Joe Rogan: No one else does that. It's literally impossible. If you find out this guy has a $170,000 a year job, you're like, 'Oh, he's doing okay, he's all right.' And then you're like, 'Wait a minute, why does he have $50 million? What is he doing?'
Elon Musk: Correct.
Elon Musk: I think the more accurate thing would be to say, what is the family value increase? Like, how much does their spouse earn? Do they have a mysteriously wealthy spouse? This is... or do they have a spouse that's really good at insider trading? Like Paul Pelosi.
Joe Rogan: Really good, yeah, he's great at trading. He's such a good trader.
Elon Musk: So, yeah, there's... I mean, that's why I actually posted on X, like, I think maybe we should pay politicians more, frankly, because it reduces the forcing function for graft.
Elon Musk: If you were a part of a group of people that's passing a bill, and you know this bill is going to get passed, you know the votes are there, and you know it's going to affect this industry and this particular manufacturer, and you can buy stock... It's more than just insider trading.
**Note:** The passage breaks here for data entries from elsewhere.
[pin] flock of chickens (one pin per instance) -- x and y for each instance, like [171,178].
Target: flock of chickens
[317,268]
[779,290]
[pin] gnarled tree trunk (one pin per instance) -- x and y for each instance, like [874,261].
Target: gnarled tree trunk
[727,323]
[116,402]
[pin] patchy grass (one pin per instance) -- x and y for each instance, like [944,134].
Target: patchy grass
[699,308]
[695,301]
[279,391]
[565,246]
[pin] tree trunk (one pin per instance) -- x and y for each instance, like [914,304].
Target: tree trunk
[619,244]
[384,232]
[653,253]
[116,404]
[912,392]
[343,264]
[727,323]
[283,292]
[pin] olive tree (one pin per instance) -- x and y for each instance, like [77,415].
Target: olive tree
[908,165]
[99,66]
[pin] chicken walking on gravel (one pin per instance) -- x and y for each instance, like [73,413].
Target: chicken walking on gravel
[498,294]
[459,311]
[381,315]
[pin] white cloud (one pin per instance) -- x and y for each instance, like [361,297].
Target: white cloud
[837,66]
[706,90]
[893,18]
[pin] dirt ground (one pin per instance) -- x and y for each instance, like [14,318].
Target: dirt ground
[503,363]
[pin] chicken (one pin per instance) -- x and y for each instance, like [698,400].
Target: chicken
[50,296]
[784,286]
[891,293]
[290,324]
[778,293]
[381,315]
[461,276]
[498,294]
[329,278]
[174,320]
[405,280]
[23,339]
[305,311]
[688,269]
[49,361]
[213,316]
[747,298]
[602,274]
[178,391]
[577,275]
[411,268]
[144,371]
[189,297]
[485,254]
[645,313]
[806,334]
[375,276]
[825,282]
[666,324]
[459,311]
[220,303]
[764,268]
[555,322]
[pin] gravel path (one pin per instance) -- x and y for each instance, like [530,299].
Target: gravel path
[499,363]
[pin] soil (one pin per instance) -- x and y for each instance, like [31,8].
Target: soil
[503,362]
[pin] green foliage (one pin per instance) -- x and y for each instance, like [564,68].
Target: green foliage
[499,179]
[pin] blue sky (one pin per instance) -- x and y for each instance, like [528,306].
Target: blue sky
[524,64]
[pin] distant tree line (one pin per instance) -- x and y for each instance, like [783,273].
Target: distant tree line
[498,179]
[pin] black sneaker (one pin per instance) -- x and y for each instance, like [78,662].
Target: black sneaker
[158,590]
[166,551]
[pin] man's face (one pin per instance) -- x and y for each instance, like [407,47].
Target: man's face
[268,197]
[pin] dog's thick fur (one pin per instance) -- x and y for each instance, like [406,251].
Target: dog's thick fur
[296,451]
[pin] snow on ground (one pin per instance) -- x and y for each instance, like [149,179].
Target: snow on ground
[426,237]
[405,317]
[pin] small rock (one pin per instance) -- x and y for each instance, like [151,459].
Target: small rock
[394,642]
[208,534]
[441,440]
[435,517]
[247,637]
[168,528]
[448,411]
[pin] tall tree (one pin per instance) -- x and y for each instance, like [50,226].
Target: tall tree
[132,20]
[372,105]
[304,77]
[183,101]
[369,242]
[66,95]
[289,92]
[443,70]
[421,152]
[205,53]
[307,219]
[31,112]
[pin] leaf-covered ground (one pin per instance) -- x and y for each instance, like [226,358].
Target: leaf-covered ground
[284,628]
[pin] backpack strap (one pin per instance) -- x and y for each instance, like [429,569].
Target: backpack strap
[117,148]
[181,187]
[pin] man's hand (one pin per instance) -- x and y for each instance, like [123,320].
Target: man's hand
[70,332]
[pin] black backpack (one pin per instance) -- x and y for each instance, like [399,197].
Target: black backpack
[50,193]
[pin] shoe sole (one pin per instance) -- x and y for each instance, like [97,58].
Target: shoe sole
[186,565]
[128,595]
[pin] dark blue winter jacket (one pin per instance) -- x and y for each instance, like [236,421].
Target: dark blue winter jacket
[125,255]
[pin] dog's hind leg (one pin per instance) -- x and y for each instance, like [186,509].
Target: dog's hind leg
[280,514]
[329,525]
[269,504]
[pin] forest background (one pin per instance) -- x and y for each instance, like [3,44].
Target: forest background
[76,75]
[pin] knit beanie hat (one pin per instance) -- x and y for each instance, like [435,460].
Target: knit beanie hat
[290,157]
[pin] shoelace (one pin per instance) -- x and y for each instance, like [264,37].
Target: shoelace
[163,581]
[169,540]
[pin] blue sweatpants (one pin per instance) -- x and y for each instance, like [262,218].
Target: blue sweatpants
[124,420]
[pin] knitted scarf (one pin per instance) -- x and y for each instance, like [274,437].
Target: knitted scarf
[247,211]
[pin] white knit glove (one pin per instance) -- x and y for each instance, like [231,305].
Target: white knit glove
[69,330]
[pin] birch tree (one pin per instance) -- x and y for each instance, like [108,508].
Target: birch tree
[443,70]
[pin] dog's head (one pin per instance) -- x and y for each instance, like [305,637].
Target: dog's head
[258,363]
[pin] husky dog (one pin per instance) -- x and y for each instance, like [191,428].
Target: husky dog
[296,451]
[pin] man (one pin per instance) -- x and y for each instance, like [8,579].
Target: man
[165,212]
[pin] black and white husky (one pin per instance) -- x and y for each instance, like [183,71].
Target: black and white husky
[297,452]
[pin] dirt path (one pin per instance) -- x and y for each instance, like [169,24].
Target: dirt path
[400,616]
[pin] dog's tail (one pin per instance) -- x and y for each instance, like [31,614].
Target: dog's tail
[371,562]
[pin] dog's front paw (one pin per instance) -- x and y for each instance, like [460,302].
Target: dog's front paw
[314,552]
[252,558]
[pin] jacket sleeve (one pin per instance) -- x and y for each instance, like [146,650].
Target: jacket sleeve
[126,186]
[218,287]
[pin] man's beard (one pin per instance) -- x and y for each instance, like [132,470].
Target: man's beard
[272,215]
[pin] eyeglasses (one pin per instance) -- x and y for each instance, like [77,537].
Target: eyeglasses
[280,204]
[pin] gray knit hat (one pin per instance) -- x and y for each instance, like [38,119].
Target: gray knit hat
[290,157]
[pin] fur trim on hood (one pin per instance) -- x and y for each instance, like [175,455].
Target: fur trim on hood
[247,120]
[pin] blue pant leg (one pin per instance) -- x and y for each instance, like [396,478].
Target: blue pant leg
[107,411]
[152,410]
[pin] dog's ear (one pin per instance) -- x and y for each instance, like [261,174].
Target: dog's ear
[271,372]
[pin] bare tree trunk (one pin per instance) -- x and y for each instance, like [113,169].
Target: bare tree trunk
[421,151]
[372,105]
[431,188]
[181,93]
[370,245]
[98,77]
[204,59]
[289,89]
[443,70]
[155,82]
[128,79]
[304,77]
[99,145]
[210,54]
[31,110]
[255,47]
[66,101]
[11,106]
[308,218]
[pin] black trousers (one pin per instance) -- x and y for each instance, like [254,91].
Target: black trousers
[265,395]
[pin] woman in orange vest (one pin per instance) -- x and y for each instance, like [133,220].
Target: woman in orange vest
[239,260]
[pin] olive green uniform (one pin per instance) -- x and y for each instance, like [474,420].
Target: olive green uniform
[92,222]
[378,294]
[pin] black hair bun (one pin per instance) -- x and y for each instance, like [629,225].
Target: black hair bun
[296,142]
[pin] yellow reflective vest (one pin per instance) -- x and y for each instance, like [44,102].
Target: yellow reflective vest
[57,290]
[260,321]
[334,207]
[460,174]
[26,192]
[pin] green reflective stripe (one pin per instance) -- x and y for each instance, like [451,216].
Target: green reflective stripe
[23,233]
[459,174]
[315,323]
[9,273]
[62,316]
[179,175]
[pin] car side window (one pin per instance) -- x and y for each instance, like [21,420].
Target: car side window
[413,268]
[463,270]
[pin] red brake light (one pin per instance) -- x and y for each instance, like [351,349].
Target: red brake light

Joe Rogan: Like the insider trading stuff, the stock portfolio stuff is quite trackable, but it's a lot more than insider trading, the way they're acquiring wealth.
Elon Musk: Correct. And what other methods? I mean, this is really going to get me assassinated. It's like I'm not lengthening my life span by explaining this stuff, to say the least. I mean, I was supposed to go back to DC. How am I going to survive this? Congress is going to kill me, for sure.
Elon Musk: In fact, I do think, like, there's... I actually have to be careful that I don't push too hard on the corruption stuff because it's going to get me killed. Yeah, you know, it's like I was actually thinking about that on the plane flight over here. It's like, if I push too hard on the corruption stuff, people get desperate is the issue. Right. Then they say, like, 'Okay, if the money flow cuts off, then, okay, they can't afford school for their kids,' right? Then it's, then they're going like, 'Well, [__] you, I'm going to kill you for my kids,' type of thing.
Elon Musk: You know, like, I think maybe we should either pay politicians nothing or maybe a lot, a lot more. It's like, somewhat maybe counterintuitively, if politicians got paid a lot more, then they wouldn't feel like there's so much of a forcing function for them to accept corrupt money.
Joe Rogan: Yeah, but the problem is, if you paid them a lot more, they're still not going to make as much money as they would insider trading.
Elon Musk: But it's less of a forcing function.
Elon Musk: Like, do we actually have two parties? Do we have one party? Like the whole 'uni-party' thing, it's kind of true. So, I mean, my sort of rough guess is that while I think maybe three-quarters of the graft is Democratic, I think there's like, maybe, I don't know, 20-25% that's Republicans. So they've, like, basically, most of the graft is going to the Democrats, but they throw some bones to the Republicans too, so they're in on it.
Elon Musk: And you know, it's not like there's zero graft from the Republican side to be clear.
Joe Rogan: Oh, there's plenty of conservatives that are insider trading in Congress. Plenty.